Secondary server heart beat is broken , it thinks PBS Primary is not reachable or down , hence it needs to take over. This is the way it should work. As it cannot find out whether other side is actually working but its connectioin the primary is only broken. Again, a script to login into the compute nodes connective to Primary , to find out whether the Primary is active and healthy.
Thanks sincerely for your advice, Mr adarsh.
By the way, when I shutdown the primary server host, and the secondary server takes over after a delay time, the job continues. And I use qstat -Bf, but I can’t see the server_host changes. It always prints the primary server host’s name.

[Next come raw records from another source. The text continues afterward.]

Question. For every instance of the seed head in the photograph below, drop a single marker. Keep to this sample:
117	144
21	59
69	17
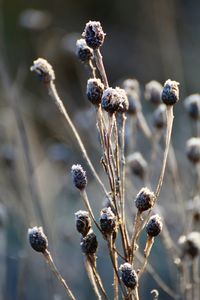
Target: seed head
159	117
89	243
44	70
153	91
138	164
93	34
193	150
192	105
170	93
144	200
79	177
94	90
190	244
83	52
129	276
107	221
83	222
154	226
37	239
111	100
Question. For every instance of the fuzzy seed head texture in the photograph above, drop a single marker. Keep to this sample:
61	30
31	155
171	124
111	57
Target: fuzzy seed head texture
192	106
79	177
94	90
44	70
129	276
83	52
37	239
89	243
193	150
145	199
170	93
93	34
154	226
83	222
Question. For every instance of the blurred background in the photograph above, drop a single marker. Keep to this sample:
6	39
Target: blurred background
146	40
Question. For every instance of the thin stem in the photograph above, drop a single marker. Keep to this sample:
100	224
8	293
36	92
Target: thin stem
100	66
53	93
54	270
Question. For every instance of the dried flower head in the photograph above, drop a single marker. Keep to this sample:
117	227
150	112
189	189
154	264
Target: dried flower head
79	177
153	91
193	150
159	117
83	52
44	70
37	239
170	93
129	276
89	243
94	90
107	221
192	105
111	100
83	222
145	199
93	34
154	226
190	244
138	164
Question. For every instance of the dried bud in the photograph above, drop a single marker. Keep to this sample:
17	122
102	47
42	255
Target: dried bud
129	276
138	164
159	117
154	226
94	90
111	100
192	105
44	70
190	244
93	34
83	222
124	105
144	200
170	93
37	239
193	150
89	243
79	177
83	52
107	221
153	91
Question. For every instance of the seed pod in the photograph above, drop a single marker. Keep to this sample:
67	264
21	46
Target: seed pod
192	105
44	70
93	34
154	226
190	244
170	93
37	239
83	52
153	91
111	100
138	164
79	177
83	222
144	200
89	243
94	90
193	150
159	117
129	276
107	221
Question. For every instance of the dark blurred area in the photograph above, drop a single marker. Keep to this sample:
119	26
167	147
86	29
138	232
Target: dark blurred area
145	40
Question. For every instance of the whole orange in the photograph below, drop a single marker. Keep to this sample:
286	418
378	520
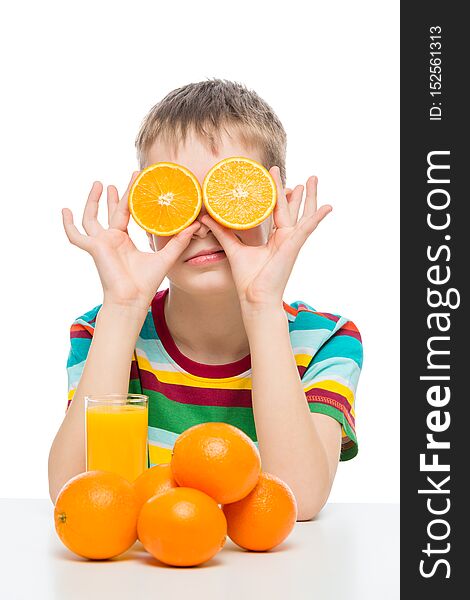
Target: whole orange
265	517
182	527
218	459
96	514
153	481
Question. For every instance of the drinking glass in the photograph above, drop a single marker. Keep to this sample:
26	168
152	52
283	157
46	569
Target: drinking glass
116	433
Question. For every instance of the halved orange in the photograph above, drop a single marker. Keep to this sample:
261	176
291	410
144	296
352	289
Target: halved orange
165	198
239	192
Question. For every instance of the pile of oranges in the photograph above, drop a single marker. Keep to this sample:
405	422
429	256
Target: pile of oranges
180	511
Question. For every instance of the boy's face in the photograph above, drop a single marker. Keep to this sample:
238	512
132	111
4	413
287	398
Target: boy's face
214	276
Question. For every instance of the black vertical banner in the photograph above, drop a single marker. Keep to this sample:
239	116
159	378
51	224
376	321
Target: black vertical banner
435	268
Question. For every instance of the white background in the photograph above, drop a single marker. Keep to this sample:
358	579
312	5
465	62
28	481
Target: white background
79	78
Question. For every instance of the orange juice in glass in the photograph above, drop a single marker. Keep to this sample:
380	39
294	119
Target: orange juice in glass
116	433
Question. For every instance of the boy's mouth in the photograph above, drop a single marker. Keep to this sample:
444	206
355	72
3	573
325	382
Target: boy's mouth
206	256
206	252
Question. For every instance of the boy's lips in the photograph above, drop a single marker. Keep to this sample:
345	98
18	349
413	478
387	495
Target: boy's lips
205	252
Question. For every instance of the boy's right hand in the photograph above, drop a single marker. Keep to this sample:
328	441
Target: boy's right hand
130	277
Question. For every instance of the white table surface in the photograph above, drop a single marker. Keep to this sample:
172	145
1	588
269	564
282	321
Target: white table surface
351	551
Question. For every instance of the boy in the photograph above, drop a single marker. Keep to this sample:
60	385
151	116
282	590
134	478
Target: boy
219	344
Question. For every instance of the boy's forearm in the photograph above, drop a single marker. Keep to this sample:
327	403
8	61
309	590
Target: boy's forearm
106	371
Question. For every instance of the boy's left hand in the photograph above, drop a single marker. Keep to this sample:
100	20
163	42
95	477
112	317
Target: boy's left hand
261	272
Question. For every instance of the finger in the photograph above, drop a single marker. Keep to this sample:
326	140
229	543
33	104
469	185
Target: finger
227	238
75	237
90	222
178	243
112	197
307	225
310	207
120	217
281	210
295	200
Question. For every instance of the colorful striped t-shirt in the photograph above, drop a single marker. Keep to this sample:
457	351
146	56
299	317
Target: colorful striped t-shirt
183	392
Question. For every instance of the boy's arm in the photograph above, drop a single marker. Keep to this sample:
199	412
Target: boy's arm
106	371
130	278
301	448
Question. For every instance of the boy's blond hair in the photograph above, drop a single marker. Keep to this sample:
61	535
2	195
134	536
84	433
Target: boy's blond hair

This is my secondary server’s status:
The PBS_HOME is shared by primary and secondary server, if the svrlive file updates periodically, it seems that the stonith isn’t necessary, even if the connectioin the primary to secondary is only broken. If svrlive file doesn’t update, it means that the primary server’s pbs or the hole cluster has problem, if it is the latter, the secondary server is meaningless to take over.
But why it writes nothing in my svrlive file when executes a job? I should created correct share PBS_HOME.
share on which the PBS_HOME resides should have file locking mechanism (global file lock) . Otherwise, there will be a split brain situation both primary and secondary think they are in control and corrupt the datastore by writing to it at the same time.
the svrlive is empty file, please note only the timestamp of that file is checked and saved in the secondary servers memory and compares at regular intervals, if the timestamp has not changed, then it tries top open a connection to primary, if it fails, then it takes over
The communiction between primary and secondary has broken, so now it is depenent only on the svrlive file.
When you submit a job in the failover setup, the job id would be 100. and it has to be that way , even the failover has happened to secondary. We do not want 101. , this would mean two separate servers and also not good for accounting. It is one PBS Complex with a failover setup.
Yeah, I understand. I can watch the process to see what server(pbs_sched) is active, but I must switch host. Is there a more intuitive and convenient way to view changes?
It is a rare event that the timestamp of the svrlive file does not change. For example, there is a problem with the primary server mounting PBS_HOME, or the network of the primary server in the cluster fails alone. Setting “stonith” is also to prevent these rare events from happening.